Jacques Salomé La «vivance» est ce que j’appelle l’élan, le rayonnement, la lumière intime qui nous habite et qui émane de nous à certains moments. C’est elle qui nous fait mieux ressentir nos émotions, nos sentiments et qui va permettre de renforcer la confiance que nous avons en nous, stimuler ainsi nos relations qui se tissent durant notre existence.
La vivance de la vie (ou de la relation amoureuse) nous donne le sentiment d’être plus vivants, de mieux vivre l’instant présent, comme un présent à soi et à ceux qui nous entourent.
Quel est votre conseil pour se mettre sur le chemin du bonheur plus sereinement?
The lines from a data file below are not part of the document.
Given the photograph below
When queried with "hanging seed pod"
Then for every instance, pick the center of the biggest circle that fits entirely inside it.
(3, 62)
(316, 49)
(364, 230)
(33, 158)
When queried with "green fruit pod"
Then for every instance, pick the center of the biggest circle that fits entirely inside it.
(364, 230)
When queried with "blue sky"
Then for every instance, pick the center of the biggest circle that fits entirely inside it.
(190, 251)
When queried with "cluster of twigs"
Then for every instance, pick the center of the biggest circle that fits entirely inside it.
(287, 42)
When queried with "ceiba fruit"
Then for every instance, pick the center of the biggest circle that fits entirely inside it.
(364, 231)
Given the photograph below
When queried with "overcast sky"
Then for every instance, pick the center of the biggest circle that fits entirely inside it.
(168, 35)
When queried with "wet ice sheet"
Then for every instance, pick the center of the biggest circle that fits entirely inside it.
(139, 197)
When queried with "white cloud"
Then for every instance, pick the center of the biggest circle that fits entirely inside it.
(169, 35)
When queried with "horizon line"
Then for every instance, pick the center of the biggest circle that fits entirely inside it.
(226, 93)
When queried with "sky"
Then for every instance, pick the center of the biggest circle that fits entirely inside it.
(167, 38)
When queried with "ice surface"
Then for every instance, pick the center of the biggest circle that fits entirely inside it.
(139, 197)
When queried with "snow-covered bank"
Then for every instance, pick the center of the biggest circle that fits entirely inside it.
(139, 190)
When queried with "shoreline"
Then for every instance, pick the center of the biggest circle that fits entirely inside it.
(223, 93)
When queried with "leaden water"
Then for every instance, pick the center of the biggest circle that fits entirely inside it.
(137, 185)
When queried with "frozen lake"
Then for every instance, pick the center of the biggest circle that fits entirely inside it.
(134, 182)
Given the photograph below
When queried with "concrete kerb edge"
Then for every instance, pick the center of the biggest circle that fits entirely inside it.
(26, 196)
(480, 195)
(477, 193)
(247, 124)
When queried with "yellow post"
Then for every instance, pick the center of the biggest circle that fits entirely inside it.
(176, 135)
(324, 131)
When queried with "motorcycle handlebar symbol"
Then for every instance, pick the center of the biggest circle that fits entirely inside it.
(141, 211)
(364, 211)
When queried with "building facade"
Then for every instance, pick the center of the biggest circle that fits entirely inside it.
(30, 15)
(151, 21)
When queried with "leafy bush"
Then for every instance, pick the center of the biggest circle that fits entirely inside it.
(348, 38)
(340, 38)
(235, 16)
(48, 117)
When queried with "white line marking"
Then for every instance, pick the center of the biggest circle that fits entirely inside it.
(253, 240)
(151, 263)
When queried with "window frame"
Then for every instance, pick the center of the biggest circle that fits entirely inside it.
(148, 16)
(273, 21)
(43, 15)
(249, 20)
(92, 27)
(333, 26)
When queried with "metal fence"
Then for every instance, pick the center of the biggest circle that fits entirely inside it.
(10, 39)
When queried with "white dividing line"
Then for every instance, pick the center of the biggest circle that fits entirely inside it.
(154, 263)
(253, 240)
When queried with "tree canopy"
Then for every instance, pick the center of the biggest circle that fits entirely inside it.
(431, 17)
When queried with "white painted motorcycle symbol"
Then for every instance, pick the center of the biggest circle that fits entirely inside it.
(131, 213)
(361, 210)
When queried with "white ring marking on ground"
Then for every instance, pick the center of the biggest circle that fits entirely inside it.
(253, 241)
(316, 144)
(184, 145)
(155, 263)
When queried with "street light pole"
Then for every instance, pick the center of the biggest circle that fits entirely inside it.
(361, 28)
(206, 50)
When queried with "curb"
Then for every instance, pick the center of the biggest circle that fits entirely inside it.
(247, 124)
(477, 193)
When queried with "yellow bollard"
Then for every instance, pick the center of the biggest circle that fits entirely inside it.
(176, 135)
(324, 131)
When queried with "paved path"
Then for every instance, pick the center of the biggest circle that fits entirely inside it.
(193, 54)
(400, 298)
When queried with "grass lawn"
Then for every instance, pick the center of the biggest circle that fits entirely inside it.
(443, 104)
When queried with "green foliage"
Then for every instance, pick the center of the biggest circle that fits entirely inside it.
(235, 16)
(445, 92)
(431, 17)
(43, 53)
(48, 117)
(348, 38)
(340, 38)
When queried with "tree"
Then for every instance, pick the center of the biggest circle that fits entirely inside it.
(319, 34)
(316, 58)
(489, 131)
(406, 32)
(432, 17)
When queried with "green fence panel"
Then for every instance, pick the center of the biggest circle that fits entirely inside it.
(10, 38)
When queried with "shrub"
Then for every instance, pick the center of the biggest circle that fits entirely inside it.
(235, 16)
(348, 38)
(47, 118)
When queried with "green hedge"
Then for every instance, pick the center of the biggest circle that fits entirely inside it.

Aurions-nous besoin, même en couple, de plus dialoguer avec nous-mêmes?
L'apprentissage du bien-être se révèle être un défi permanent. Nous sommes à tout âge, à la recherche ou en attente du bonheur. Le bonheur que nous cherchons plus souvent vers l’extérieur, est présent en nous.
Etre dans l’écoute de soi, une écoute présente permet d’entendre les attentes réelles de notre corps. Elle fait prendre conscience de sa propre façon d’échanger, de partager, de s’approprier, de se confronter ou d’accepter les différences avec ceux qui nous entourent. Elle nous renvoie à se confronter à nos croyances, à nos certitudes, à nos propres seuils d’intolérance, favorisant ainsi une éthique de vie envers soi-même. Et pourquoi pas l’acceptation d’un changement. Une possible renaissance permettant d’accéder au meilleur de soi, d’en prendre soin et de l’agrandir vers le meilleur de l’autre.
Je rappelle que dans un couple, vouloir posséder l’autre ou se donner à lui, c’est parfois oublier que notre partenaire est un être diffèrent de nous. Mieux l’écouter, éviterait souvent bien des souffrances.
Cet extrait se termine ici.